Photographer: Makoto Scott-Hinkle
1. Who are your musical and non-musical influences?
I have let my non-musical influences affect me more than the musical ones. I have several muses. One is the muse of the dark I hate you for how you treated me songs. Another is my muse of unreturned love and rejection. Both of these muses are real people. It's a strange feeling to be equally affected by people I've lived with and people I never see. I guess sometimes it's easier to love what isn't there than what is...
For musical influences, I grew up listening to 60's pop that my parents played and also to classical music. My first instrument was the oboe when I was ten. I danced ballet from age eight till I was sixteen. I quit dancing when I decided my future was writing rock music. I was home schooled (of the unschooling variety). While some of my heroes dropped out of high school to become rock stars, I skipped a step by never going to school. Some of my influences include Alice in Chains, Tori Amos, Soul Asylum, Lisa Loeb. Lately, lots of Kill Hannah and Florence & The Machine, lots of artists who are women and play the piano, 60's pop.
2. I have always thought that geography impacts music to various degrees. How has Springfield, OR been an influence on your music?
This place is fucking dark in the winter. I moved to Springfield, OR from New York when I was six. I can still remember the feeling of my first winter here. It was like a bleak rainy twilight of suppressive gloom had moved into the neighborhood. The rain and fog comes in October and often doesn't leave till May or June. Summers here are like California, just a little cooler. How's that for contrast? I have a love hate relationship with the weather and climate here. I lived in Nashville for two years and was a lot less depressive there. I like what darkness (literal and emotional) does for me as an artist. I have never much cared for happy music. It's not what I’m here for. Seasonal affective disorder is standard issue here, but I see it as something that serves me. Also, music is my therapy, and it's a therapy I enjoy going to. There is lots of literal truth in my music, and even more emotional truth.
3. “Alphafalls” is a moniker for “Luke Scott-Hinkle.” Why use a moniker; what’s the meaning behind it?
I record my songs as if there were a whole band. Having a group name gives the expectation that the recordings will be fully produced with lots of instruments. This isn't just a guy in a garage with a guitar, this is Alphafalls, the rock band. Plus this left the door open to having additional members when I was at a point in my career when that made sense. My next album is currently being created in a test tube with the help of a mad scientist and his assistant.
Photographer: Makoto Scott-Hinkle
4. You wrote the following in a blog entry: “God is a prostitute. For the right price, He will Love you to Death. God and the devil are two sides of the same mistake. And change is expensive. But I want my life to be expansive.” Could you take a moment and think a few months back and give us exactly what was going through your mind when you wrote these words?
I want people to examine what they think they know and see if it is what they really know. Perhaps the question "What was going on in my emotions when I wrote that?" would apply. I didn't have a clear thought in mind when I wrote it, but I liked how the words felt, so I wrote them down.
5. You took on the topic of gay teen suicide in the song “Different.”

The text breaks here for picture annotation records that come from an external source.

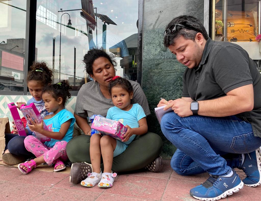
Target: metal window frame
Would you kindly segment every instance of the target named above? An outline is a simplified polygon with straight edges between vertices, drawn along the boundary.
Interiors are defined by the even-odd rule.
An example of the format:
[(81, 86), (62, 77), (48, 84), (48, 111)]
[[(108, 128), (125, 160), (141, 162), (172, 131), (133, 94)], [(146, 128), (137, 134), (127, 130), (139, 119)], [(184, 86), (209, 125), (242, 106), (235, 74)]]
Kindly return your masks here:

The song was inspired by the gay suicides but it's about more than that. It's about accepting yourself even when the people who should be on your side aren’t. It says, "Hey, you're an idiot. But I'm in the city now and I'm doing fine. You should love me and I'm still upset about it but I'm fine because I've realized that you aren't my family because functional families allow their children to become who they are supposed to be, not what their parent's or their parents religion says they should be." So there!
I wrote this song in May of 2010. I was standing naked in the shower when I started singing the chorus, I could tell it was good by the way it affected me emotionally. So I got out of the shower and dripped water all across the hardwood floor of my house on my way to get my notebook and portable recorder. I didn't know what the song was about at first because I have always had a decent relationship with my father. Then I got to think about why someone would feel that their father wasn't really their father. That question led me to the premise for the song. I feel that songs already exist before I write them down, but I still have to spend a lot of time interpreting what they want to become in tangible form. "Different" is really right inside my usual subject matter, most of my songs are about feeling rejected, misunderstood or hurt in some way. Usually about romantic failure/longing and loss, but family relationship are pretty similar and just as painful. Some songs I set out to write, this one asked to be written. Love is the greatest most human emotion, so to tell someone they are wrong for loving is completely cruel.